In 2006, Botswana’s High Court—in the famous Sesana case—declared that the community was in lawful possession of the land, and that they were “deprived of such possession by the government forcibly... and without their consent.” However, the government argued that despite this decision it was not obliged to provide communities inside the reserve with water and other basic services or to restore the services that it had cut off.  Nor would the communities be allowed to re-commission the borehole themselves, or contract anyone else to do so.

In last week’s decision, the Court of Appeal delivered a succinct—and devastating—appraisal of the government’s attitude:  “Government seems to be saying to the appellants:  you can live in your settlement in the [Central Kalahari Game Reserve] as long as you don’t abstract water other than from plants.”

In upholding the community’s right to re-commission the borehole at Mothomelo and to sink other boreholes for domestic purposes, Justice Ramodibedi JA crafted a judgment that is a model of lucid thinking and writing—and one that demonstrates explicit empathy for those whose rights have been violated. In one poignant—and for the government, particularly damning—section, he “observed at once that it is a harrowing story of human suffering and despair caused by a shortage of water in the harsh climactic conditions of the Kalahari desert, where the applicants and their ‘Basarwa’ community live.”

However, while the government has been smarting and the community celebrating, many people have missed the most radical—and potentially far-reaching—element of the judgment. The community’s lawyers had sought redress based partly on section 7(1) of Botswana’s Constitution, which reads: “7(1) no person shall be subjected to torture or to inhuman or degrading punishment or other treatment”
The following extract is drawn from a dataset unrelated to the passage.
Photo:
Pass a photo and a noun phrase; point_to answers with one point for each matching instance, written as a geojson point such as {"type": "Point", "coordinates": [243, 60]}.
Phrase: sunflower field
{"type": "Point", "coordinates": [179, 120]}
Surveying the miseries inflicted on the community by the government’s decision to cut off all access to water, the court concluded in unequivocal terms that the denial of the right to water constitutes degrading treatment.

Referring to a 2003 UN Committee on Economic, Social and Cultural Rights’ report that states the “...human right to water is indispensable for leading a life in human dignity...[and is] a prerequisite for the realization of other human rights...” as well as the 2010 recognition by the UN General Assembly of the right to safe and clean drinking water as a fundamental human right – the court held that the government had indeed violated Section 7(1) of the Constitution, which prohibits torture or inhuman or degrading treatment.

This represents a radical departure from judicial norms prevailing in most of southern Africa, where it is uncommon for judges to rely on international treaties and norms, and where the enforcement of socio-economic rights is often regarded as a thorny issue best left to the discretion of the Executive.

The Court of Appeal in Botswana has now demonstrated that it is willing to take into consideration non-binding—but profoundly important—statements emanating from the emerging international consensus on the fundamental importance of socio-economic rights to the fulfillment of human dignity.

For communities across southern Africa who face the daily challenge of accessing water, food and shelter, this judgment represents a small but significant step towards the realization of their right to be treated with the dignity that inheres in all members of the human family.

We can only hope that other courts in southern Africa will be so bold as to follow in the footsteps of this remarkable judgment.